By using octyl glucoside in the presence of glycerol, it is possible to obtain a solubilized malonyl-CoA-sensitive carnitine palmitoyltransferase (CPTo) from the outer membranes of rat liver mitochondria. H.p.l.c. on hydroxyapatite column has now allowed a clear separation of the CPTo from the malonyl-CoA-insensitive CPT activity of the inner membranes (CPTi). The separated CPTo activity showed inhibition by low micromolar concentrations of malonyl-CoA, 2-tetradecylglycidyl-CoA and etomoxir-CoA. On solubilization and fractionation, the CPTo rapidly lost activity, unlike the relatively stable CPTi activity. Reconstitution into asolectin liposomes enhanced the activity and the malonyl-CoA-sensitivity of the CPTo fractions, whereas it had no such effect on the activity or malonyl-CoA insensitivity of the CPTi fractions. A polyclonal antibody raised against the malonyl-CoA-insensitive enzyme, purified from the inner membranes, precipitated the CPTi activity, but showed no reactivity with the CPTo fractions. In Western blots, the above antibody did not react with any polypeptide of the CPTo fractions. Incubation of the outer-membrane preparations with [3H]etomoxir, in the presence of ATP and CoA, led to labelling of a 90 kDa polypeptide that in the above hydroxyapatite chromatography was eluted in the same region as the CPTo. No such polypeptide labelling was seen in the CPTi fractions. With heart and skeletal-muscle mitochondria, the correspondingly labelled polypeptide was of about 86 kDa. These results show that the CPTo and CPTi are distinct proteins, that a subunit of 90 kDa for liver and 86 kDa for muscle constitutes a component of their respective CPTo systems, and that the 66 kDa subunit of the CPTi does not constitute a part of the CPTo system.

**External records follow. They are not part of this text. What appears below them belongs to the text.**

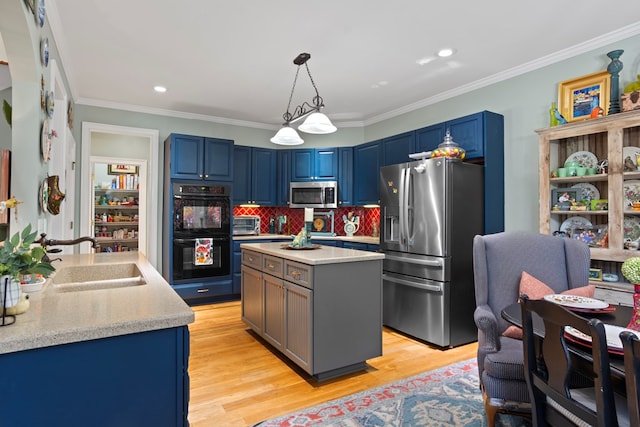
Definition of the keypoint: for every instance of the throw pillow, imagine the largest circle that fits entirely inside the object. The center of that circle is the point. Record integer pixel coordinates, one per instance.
(535, 289)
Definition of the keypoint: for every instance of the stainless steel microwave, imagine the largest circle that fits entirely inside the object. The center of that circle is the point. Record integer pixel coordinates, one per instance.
(313, 194)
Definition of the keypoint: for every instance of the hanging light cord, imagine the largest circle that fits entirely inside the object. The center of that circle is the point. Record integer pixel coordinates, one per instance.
(304, 108)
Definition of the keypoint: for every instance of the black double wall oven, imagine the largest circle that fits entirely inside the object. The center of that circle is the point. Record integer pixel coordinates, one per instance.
(201, 232)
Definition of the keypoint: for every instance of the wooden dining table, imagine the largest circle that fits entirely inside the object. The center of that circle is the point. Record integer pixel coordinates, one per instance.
(583, 360)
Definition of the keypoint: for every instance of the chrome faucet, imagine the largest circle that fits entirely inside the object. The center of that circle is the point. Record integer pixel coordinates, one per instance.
(44, 242)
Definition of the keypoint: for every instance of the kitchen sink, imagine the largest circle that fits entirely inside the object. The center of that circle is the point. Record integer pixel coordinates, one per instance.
(99, 276)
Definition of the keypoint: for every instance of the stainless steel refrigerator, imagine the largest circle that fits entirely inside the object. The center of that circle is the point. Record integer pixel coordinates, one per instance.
(430, 211)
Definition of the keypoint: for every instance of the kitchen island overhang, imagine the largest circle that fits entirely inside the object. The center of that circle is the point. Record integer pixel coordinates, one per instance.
(322, 308)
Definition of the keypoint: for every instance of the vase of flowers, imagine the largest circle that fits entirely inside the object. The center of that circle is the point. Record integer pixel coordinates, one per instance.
(19, 256)
(631, 272)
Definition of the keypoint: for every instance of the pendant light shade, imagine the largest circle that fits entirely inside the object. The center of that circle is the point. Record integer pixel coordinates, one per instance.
(287, 136)
(317, 123)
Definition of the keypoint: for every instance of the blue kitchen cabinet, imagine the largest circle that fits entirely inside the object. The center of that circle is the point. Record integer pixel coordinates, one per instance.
(428, 138)
(396, 149)
(200, 158)
(138, 379)
(314, 164)
(283, 176)
(254, 178)
(345, 176)
(367, 159)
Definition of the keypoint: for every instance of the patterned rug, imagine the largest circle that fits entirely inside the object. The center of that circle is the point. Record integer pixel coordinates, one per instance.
(448, 396)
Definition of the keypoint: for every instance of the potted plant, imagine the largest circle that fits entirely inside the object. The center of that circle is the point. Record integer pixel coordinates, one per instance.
(18, 256)
(631, 271)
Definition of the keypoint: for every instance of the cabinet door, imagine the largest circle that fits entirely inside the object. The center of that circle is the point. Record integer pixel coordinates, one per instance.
(283, 164)
(428, 139)
(326, 164)
(397, 148)
(345, 176)
(241, 175)
(298, 325)
(263, 176)
(273, 311)
(467, 133)
(187, 153)
(302, 164)
(366, 160)
(218, 159)
(252, 298)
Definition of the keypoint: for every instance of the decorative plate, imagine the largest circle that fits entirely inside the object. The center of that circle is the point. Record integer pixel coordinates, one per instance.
(44, 195)
(576, 301)
(586, 158)
(50, 103)
(45, 141)
(631, 226)
(589, 191)
(612, 332)
(40, 13)
(631, 192)
(44, 51)
(632, 152)
(574, 221)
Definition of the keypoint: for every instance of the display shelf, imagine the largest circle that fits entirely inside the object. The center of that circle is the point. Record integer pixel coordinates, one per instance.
(605, 137)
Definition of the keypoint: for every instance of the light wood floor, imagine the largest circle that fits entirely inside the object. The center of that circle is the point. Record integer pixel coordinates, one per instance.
(236, 380)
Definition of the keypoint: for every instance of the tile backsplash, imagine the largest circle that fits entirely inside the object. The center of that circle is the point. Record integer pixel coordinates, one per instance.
(368, 217)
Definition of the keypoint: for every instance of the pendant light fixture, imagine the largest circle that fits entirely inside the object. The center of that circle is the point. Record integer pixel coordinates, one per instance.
(316, 121)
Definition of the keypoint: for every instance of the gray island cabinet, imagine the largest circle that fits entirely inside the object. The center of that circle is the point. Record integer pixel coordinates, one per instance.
(321, 308)
(88, 354)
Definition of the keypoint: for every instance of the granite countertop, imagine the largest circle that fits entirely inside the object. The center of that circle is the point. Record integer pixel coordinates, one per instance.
(56, 317)
(359, 239)
(322, 255)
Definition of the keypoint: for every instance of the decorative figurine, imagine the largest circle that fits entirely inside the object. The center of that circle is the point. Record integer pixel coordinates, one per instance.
(614, 69)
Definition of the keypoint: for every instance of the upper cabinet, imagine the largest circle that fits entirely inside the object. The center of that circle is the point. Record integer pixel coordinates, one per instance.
(201, 158)
(367, 159)
(314, 164)
(254, 180)
(345, 176)
(396, 149)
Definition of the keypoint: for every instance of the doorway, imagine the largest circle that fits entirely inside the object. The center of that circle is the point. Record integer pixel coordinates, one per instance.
(109, 144)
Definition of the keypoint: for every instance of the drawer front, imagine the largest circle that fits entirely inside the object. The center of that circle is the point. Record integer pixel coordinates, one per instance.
(252, 259)
(272, 265)
(300, 274)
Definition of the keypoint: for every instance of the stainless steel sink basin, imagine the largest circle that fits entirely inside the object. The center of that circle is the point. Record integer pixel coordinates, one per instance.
(99, 276)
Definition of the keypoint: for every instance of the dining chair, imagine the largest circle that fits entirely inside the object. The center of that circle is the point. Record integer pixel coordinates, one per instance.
(549, 369)
(631, 347)
(498, 262)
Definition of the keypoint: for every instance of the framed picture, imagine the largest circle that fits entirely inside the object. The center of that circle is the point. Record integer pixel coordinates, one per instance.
(578, 97)
(563, 198)
(120, 169)
(595, 274)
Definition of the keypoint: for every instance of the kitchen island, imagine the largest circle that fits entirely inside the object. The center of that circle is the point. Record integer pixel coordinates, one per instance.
(98, 355)
(321, 308)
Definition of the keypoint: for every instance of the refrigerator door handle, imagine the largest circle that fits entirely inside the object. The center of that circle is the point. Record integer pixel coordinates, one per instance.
(427, 262)
(424, 286)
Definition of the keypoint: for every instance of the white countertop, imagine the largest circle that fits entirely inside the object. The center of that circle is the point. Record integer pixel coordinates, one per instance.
(56, 317)
(322, 255)
(358, 239)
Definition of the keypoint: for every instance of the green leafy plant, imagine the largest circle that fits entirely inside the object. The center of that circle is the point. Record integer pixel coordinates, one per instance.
(631, 270)
(18, 256)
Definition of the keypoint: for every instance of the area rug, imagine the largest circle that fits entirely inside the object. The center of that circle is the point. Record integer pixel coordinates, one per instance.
(448, 396)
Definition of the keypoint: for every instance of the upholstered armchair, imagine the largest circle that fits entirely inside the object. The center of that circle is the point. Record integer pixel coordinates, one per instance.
(498, 263)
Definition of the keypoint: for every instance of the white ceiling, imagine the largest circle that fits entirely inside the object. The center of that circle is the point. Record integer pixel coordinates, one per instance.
(231, 61)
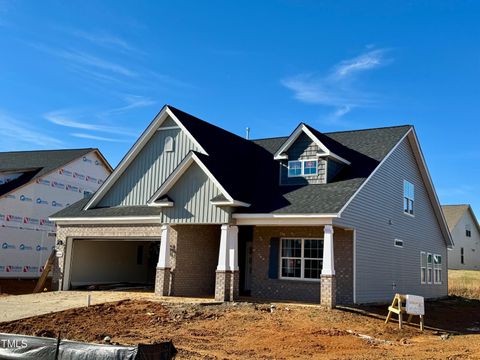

Some differences in the properties of carnitine palmitoyltransferase activities of the mitochondrial outer and inner membranes

Recent evidence has shown that the outer, overt, malonyl-CoA-inhibitable carnitine palmitoyltransferase (CPTo) activity resides in the mitochondrial outer membrane [Murthy & Pande (1987) Proc. Natl. Acad. Sci. U.S.A. 84, 378-382]. A comparison of CPTo activity of rat liver mitochondria with the inner, initially latent, carnitine palmitoyltransferase (CPTi) of the mitochondrial inner membrane has revealed that the presence of digitonin and several other detergents inactivates CPTo activity. The CPTi activity, in contrast, was markedly stimulated by various detergents and phospholipid liposomes. These findings explain why in previous studies, which used digitonin or other detergents to expose, separate and purify the CPT activities, the inferences were drawn that (a) the ratio of latent to overt CPT was quite high, (b) both the CPT activities could be ascribed to one active protein recovered, and (c) the observed lack of malonyl-CoA inhibition indicated possible loss/separation of a putative malonyl-CoA-inhibition-conferring protein. Although both CPTo and CPTi were found to catalyse the forward and the backward reactions, CPTo showed greater capacity for the forward reaction and CPTi for the backward reaction. The easily solubilizable CPT, released on sonication of mitoplasts or of intact mitochondria under hypo-osmotic conditions, resembled CPTi in its properties. When octyl glucoside was used under appropriate conditions, 40-50% of the CPTo of outer membranes became solubilized, but it showed limited stability and decreased malonyl-CoA sensitivity. Malonyl-CoA-inhibitability of CPTo was decreased also on exposure of outer membranes to phospholipase C. When outer membranes that had been exposed to octyl glucoside or to phospholipase C were subjected to a reconstitution procedure using asolectin liposomes, the malonyl-CoA-inhibitability of CPTo was restored. A role of phospholipids in the malonyl-CoA sensitivity of CPTo is thus indicated.